F-LIGHT, Firenze Light Festival

F-LIGHT, Firenze Light Festival

🔈Firenze, torna F-LIGHT, il Festival che per un mese rivestirà di una nuova luce i monumenti e le piazze della città.

F-LIGHT (Firenze Light Festival), dislocato in oltre 15 luoghi, propone video-mapping, proiezioni, giochi di luce, installazioni artistiche, attivitĂ  educative e incontri.

Il Festival come di consueto prenderà il via con l’accensione del grande albero di Natale l’8 dicembre in Piazza Duomo: da quel momento, che simbolicamente avvia le festività natalizie, si animeranno i principali luoghi di F-Light.

Quest’anno il fil-rouge della manifestazione sarà la parola frontiere, da intendere come orizzonte e limite, in senso sia fisico che metafisico.

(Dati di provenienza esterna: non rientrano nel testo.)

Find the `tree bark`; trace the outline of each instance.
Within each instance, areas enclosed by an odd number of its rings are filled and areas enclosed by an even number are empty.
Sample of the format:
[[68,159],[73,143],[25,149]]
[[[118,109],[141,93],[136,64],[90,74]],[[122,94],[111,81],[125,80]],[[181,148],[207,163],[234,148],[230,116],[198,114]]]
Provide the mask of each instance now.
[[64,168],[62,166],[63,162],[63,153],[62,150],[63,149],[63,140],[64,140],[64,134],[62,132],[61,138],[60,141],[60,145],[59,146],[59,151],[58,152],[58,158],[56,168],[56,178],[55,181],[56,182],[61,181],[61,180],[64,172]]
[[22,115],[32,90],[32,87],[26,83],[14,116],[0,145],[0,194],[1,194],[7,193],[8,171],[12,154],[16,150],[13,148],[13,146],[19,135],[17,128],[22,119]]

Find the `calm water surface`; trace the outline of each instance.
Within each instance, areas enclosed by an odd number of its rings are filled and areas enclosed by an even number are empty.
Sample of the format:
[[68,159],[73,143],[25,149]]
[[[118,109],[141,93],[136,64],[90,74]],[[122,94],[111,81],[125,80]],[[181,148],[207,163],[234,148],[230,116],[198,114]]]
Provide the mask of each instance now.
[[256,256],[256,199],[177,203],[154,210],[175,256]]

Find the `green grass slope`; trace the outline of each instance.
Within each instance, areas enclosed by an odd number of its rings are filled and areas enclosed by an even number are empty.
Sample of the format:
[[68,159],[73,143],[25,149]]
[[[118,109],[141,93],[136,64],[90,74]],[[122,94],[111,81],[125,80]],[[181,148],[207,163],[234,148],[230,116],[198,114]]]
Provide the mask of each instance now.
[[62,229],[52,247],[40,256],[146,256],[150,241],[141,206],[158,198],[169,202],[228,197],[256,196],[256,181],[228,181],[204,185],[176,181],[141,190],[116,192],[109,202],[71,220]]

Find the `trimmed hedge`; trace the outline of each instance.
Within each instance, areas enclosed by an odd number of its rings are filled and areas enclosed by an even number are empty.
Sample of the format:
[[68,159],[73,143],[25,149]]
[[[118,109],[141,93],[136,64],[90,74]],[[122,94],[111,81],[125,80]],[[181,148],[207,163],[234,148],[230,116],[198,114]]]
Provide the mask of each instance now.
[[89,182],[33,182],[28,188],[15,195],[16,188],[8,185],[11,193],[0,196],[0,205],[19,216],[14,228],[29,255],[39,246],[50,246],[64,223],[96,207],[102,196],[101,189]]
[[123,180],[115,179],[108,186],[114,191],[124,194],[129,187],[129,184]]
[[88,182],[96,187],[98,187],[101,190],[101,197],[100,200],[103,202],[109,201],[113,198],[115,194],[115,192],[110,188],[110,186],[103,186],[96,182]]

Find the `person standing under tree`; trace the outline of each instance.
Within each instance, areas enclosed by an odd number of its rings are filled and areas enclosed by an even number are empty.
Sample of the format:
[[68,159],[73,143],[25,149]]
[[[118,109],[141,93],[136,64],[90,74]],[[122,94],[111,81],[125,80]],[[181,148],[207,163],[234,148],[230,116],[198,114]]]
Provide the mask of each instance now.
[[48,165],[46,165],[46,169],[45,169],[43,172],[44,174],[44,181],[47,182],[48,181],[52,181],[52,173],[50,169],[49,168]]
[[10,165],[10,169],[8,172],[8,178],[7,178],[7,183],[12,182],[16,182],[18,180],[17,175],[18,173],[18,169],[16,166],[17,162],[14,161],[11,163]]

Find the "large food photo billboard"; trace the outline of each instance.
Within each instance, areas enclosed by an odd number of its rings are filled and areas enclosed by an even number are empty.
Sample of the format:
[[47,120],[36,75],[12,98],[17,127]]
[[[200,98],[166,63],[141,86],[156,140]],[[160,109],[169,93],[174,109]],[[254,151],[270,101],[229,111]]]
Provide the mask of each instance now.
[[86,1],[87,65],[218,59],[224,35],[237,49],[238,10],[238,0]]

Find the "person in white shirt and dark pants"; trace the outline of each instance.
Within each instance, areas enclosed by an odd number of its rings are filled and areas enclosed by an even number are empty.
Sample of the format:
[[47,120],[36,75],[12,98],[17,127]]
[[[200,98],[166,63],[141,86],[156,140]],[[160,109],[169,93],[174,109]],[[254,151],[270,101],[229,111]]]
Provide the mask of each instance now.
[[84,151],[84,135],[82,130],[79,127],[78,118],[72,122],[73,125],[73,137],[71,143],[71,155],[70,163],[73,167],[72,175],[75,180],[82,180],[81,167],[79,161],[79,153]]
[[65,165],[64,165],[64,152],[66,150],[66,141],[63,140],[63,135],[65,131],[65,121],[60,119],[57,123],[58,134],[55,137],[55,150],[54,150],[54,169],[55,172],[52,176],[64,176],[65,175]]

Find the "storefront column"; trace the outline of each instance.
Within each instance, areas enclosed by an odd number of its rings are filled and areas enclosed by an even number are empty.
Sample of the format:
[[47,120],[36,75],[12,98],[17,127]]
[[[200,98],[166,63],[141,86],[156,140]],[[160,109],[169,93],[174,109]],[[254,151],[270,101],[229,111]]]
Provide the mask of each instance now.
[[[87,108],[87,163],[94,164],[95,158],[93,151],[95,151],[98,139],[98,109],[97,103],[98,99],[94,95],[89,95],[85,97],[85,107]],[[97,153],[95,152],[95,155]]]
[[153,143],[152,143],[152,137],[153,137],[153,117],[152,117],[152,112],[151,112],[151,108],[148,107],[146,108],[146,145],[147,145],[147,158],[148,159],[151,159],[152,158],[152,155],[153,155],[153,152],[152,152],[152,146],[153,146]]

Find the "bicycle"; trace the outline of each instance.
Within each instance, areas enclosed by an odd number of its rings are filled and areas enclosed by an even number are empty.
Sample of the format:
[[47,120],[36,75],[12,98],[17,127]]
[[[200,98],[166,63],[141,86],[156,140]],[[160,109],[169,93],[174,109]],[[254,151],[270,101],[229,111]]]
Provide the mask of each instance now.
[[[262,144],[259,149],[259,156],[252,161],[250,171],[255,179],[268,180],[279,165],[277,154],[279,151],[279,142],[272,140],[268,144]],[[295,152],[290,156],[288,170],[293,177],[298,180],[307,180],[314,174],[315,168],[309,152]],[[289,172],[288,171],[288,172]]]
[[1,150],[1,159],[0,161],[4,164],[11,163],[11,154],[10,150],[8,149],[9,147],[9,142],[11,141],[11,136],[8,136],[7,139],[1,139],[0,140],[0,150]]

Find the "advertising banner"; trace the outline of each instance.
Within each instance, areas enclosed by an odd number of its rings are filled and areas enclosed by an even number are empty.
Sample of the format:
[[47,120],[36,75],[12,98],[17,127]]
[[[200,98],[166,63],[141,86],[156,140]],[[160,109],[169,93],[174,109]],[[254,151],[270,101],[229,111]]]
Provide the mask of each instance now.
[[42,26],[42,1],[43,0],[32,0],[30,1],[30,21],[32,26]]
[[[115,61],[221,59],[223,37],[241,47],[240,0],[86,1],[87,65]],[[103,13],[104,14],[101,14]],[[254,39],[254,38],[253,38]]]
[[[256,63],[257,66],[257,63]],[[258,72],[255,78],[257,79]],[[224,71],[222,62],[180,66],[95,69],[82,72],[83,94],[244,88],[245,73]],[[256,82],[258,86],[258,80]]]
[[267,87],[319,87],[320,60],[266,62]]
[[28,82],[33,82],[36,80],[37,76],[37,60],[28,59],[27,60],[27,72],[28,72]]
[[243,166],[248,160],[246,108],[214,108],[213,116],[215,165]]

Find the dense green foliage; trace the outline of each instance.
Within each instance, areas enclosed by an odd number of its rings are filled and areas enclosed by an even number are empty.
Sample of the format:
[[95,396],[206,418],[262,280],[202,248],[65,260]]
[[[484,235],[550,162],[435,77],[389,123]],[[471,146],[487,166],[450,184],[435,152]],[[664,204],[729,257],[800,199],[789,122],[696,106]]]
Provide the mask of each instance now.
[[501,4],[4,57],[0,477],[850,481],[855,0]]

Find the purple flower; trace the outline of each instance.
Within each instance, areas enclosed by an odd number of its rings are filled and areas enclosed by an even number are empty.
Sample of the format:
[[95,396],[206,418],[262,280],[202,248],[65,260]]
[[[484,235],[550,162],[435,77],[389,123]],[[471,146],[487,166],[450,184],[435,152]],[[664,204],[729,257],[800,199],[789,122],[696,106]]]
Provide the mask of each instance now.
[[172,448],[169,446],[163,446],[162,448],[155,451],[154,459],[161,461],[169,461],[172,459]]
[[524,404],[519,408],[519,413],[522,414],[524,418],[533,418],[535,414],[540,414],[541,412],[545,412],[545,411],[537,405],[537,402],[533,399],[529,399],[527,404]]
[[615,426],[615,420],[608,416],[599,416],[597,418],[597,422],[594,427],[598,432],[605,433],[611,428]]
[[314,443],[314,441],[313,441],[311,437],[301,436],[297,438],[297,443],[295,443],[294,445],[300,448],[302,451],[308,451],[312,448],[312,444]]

La luce illumina infatti nuovi scenari scientifici, ma anche culturali, sociali o geopolitici, aprendo nuove visioni e restituendoci quanto del passato rimane ancora da scoprire e valorizzare.

Gimmy Tranquillo ha intervistato il sindaco di Firenze Dario Nardella:

 

ed il direttore artistico di F-light, Sergio Risaliti:

Il video-mapping su Ponte Vecchio, che nelle edizioni 2015 e 2016 è stato fotografato da decine di migliaia di persone, diventerà la tela su cui – con il patrocinio dell’Alto Commissariato delle Nazioni Unite per i Rifugiati (UNHCR) – la città di Firenze intende generare una riflessione sul tema dei confini e delle migrazioni: oltre gli slogan urlati e le semplificazioni, l’obiettivo è quello di concentrare l’attenzione sulla crisi globale dei rifugiati, in particolare sulle emergenze importanti e l’impatto che hanno sui paesi ospitanti, che sono principalmente in Africa e Medio Oriente. Il progetto è realizzato da IED, Istituto Europeo di Design.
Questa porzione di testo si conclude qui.